The memory of James Conway lives on with his friends and family as a Marlboro Red cigarette, a cup of coffee and a Cubs baseball cap.
For the rest of La Crosse, Conway might not be a familiar face. But residents see a piece of him when they look at the train in Copeland Park — a display he helped bring to the city. They hear him when listening to the University of Wisconsin-La Crosse’s radio station, WLSU — a project he headed. They live in a place he loved — La Crosse, for which he helped gain the title of All-American City.
Conway spent his life trying to make the city a better place up until his death from colon cancer in January in Florida, where he spent his winters. He was 79. His family will hold a memorial in his honor June 18.
“He loved this place and everyone in it,” said his friend Jim Gutzke, 76.
Conway’s public radio legacy starts in 1970 after he began teaching in the UW-L mass communications department. That’s where he started the radio station as a venue for students to gain experience.
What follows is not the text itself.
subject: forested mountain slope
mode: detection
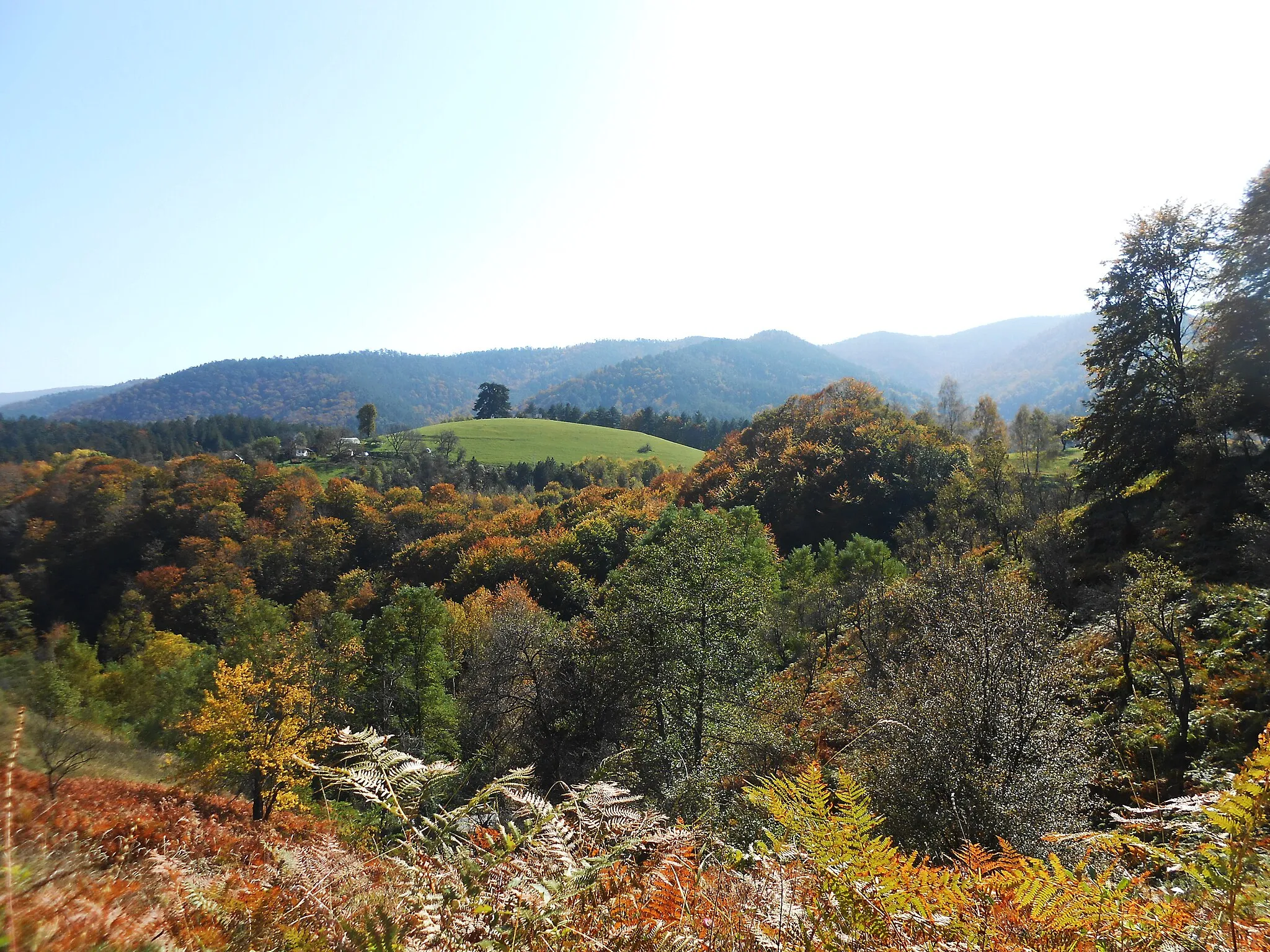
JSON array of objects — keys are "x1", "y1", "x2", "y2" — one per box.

He was “locally famous,” Gutzke said, with his segment “Vox Pop,” an interview talk show. Conway challenged ideas of racism and unfair treatment of the underdog, said his daughter, Cathleen Conway, 53.
“It didn’t make him popular with some people,” she said. “But it made others love him.”
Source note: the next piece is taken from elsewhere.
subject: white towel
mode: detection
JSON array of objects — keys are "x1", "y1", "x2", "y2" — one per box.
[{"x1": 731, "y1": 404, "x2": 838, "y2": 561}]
One of Conway’s favorite achievements was when he and the advertising agency he worked for helped La Crosse be named an All-American City in 1965 by the National Civic League. The organization chooses 10 cities per year that demonstrate outstanding civic accomplishments.
Conway's part in bringing the honor to La Crosse was recognized the next year when he was selected as parade marshal for Oktoberfest's Maple Leaf Parade.
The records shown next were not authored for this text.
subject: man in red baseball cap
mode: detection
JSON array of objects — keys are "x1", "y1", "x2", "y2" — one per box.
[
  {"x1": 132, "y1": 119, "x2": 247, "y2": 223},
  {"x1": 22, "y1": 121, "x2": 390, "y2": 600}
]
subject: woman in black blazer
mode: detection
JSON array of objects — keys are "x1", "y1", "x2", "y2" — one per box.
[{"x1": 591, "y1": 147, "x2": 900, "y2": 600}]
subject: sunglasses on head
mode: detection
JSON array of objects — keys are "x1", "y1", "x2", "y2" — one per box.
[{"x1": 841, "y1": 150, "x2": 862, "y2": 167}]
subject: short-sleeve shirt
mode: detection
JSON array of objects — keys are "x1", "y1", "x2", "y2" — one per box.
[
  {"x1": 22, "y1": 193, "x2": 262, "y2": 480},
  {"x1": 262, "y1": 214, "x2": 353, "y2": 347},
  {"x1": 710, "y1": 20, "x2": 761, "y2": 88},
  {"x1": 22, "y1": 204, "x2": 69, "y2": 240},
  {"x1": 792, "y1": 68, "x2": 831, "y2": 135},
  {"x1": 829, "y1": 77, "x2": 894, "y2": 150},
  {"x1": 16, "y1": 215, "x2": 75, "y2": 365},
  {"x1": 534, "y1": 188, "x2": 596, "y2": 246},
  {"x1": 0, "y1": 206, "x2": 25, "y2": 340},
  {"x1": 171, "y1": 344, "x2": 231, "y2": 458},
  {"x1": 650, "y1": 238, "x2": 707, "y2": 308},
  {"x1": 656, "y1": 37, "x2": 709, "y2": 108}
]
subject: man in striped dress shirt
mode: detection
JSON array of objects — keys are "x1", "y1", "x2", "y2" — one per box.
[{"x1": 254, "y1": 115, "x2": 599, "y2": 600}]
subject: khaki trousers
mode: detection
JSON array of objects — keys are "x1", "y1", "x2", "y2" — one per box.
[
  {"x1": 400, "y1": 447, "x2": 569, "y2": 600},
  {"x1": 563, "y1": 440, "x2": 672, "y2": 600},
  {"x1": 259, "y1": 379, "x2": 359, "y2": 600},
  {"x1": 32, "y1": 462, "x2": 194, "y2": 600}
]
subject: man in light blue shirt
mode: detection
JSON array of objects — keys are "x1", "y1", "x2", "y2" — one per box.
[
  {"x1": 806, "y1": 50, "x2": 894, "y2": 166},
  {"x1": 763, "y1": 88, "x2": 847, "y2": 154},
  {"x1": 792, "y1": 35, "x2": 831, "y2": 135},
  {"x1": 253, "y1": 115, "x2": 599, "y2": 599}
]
Another was bringing the train to Copeland Park. Conway was always fascinated by the giant locomotives, so when a co-worker at the radio station approached him with the idea in the 1960s, he quickly agreed to help, Cathleen Conway said. The pair raised funds and convinced the railroad to donate the train cars.
“He was always getting involved in projects like that,” his friend John Jenks said. “Anything for the community.’
Conway moved into his house in 1965. That was his hideaway from the rest of the world, said his former student and colleague Bob Seaquist, 63. It was there he and second wife, Barbara, hosted bonfire parties and raised their Irish setters, all five named “Clancy.”
His friends say his work in La Crosse made the city a better place to live. To his family, Conway’s influence was more emotional.
Cathleen Conway’s first memory of her father is a vague feeling of being cold. She remembers her face being numb, her arms out.
“I was flying,” she said, wiping away a tear. “It wasn’t scary. I was safe.”
For years she couldn’t figure out what the memory was. About 20 years ago her dad finally told her: It was after her parents got divorced. She was 3 years old and her dad had taken her ice skating on the pond behind their house.
“I wasn’t very good, so he picked my up and put me on his shoulders,” she said. “I was flying. That’s the most amazing place I can go in my mind.”